The most explicit and seemingly harshest condemnation of homosexuality in the Bible is found in Romans 1. Here’s the crucial portion: “Therefore God gave them up in the lusts of their hearts to impurity, to the dishonoring of their bodies among themselves, 25 because they exchanged the truth about God for a lie and worshiped and served the creature rather than the Creator, who is blessed forever! Amen. 26 For this reason God gave them up to dishonorable passions. For their women exchanged natural relations for those that are contrary to nature; 27 and the men likewise gave up natural relations with women and were consumed with passion for one another, men committing shameless acts with men and receiving in themselves the due penalty for their error. 28 And since they did not see fit to acknowledge God, God gave them up to a debased mind to do what ought not to be done” (Rom 1:24-28). Homosexual actions are here condemned as a “dishonoring of their bodies,” as “dishonorable passions,” as “contrary to nature,” and as “what ought not to be done.” Many take this passage as license to condemn those who are “different” in the harshest terms possible. If God pours out His wrath against homosexuals (Rom 1:18), we ought to do the same. But before we blindly follow that kind of reading, let’s take a closer look at this passage in its context.

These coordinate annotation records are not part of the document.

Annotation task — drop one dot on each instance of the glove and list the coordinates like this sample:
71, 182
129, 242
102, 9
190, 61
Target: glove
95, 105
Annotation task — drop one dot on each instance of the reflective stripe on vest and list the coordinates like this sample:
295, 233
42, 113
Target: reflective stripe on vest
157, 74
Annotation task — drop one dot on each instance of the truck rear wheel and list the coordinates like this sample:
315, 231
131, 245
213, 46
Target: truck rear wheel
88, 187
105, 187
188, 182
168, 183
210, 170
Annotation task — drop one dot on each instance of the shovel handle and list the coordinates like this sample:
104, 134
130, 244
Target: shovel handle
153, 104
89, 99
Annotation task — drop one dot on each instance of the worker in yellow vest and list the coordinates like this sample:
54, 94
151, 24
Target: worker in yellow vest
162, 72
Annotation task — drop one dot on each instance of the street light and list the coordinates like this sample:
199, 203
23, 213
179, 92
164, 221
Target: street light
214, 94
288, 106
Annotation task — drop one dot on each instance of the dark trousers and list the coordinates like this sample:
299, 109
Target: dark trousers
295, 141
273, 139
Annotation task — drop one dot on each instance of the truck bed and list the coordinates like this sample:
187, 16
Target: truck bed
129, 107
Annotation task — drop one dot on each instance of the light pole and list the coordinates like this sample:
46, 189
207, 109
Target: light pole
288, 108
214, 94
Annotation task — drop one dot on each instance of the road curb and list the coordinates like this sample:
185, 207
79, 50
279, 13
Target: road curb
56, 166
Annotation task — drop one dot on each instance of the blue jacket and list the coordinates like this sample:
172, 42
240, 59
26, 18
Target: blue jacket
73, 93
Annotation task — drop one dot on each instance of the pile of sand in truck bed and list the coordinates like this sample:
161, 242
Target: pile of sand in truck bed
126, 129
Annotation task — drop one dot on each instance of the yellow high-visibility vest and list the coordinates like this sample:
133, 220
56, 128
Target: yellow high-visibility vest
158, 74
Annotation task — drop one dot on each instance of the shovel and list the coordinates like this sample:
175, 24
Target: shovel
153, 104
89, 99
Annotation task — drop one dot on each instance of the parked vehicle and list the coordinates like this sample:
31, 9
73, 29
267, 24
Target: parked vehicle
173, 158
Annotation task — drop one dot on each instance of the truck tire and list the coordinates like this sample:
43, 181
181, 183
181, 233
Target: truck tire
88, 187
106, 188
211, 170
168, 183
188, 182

First of all, in Romans 1 the wrath of God is not poured out because of homosexuality. Homosexuality is not the cause of God’s wrath, it is the outcome of God’s wrath. Notice Romans 1:18: “For the wrath of God is revealed from heaven against all ungodliness and unrighteousness of men, who by their unrighteousness suppress the truth.” The core reason that God’s wrath is revealed from heaven is that human being suppress the truth about God. Even if they don’t have Bibles, nature itself is evidence enough that God exists and that He is powerful (Rom 1:19-20). And if that is true, then human beings should honor Him and be loyal to Him. But “although they knew God, they did not honor him as God or give thanks to him” (Romans 1:21). Instead of honoring God they became fools and made images of the created world to worship instead (Rom 1:22-23). So the core reason that God’s wrath is poured out is human rebellion. Deep in their hearts human beings knew God, but they turned away from Him and lost their reason.

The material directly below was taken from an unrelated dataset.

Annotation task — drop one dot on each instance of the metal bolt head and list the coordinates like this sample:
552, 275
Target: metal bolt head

But what is the wrath of God? For Paul, it is not God’s violent response to human rebellion, it is His turning away from sinners and allowing them to reap the consequences of their own choices. Three times in the following paragraph Paul says, “Therefore God gave up. . . to impurity. . . .” “For this reason God gave them up to dishonorable passions. . . .” “Since they did not see fit to acknowledge God, God gave them up to a debased mind to do what ought not to be done” (Rom 1:24, 26, 28). Why does God give them up? “Because they exchanged the truth about God for a lie and worshiped and served the creature rather than the Creator” (Rom 1:25). Homosexuality is not the cause of God’s wrath, it is the outcome of God’s wrath. It is clear that Paul holds a very negative view of homosexual activity. It is contrary to the order of creation and an evidence of human brokenness. But the core reason for the wrath of God is not homosexual activity, it is suppressing the truth about God and refusing to be thankful for what we have all received from God. So homosexual activity is condemned in Scripture as a result of God’s wrath, not the cause of it. When it comes to dealing with people who struggle with their sexual and gender identity, such distinctions are very important.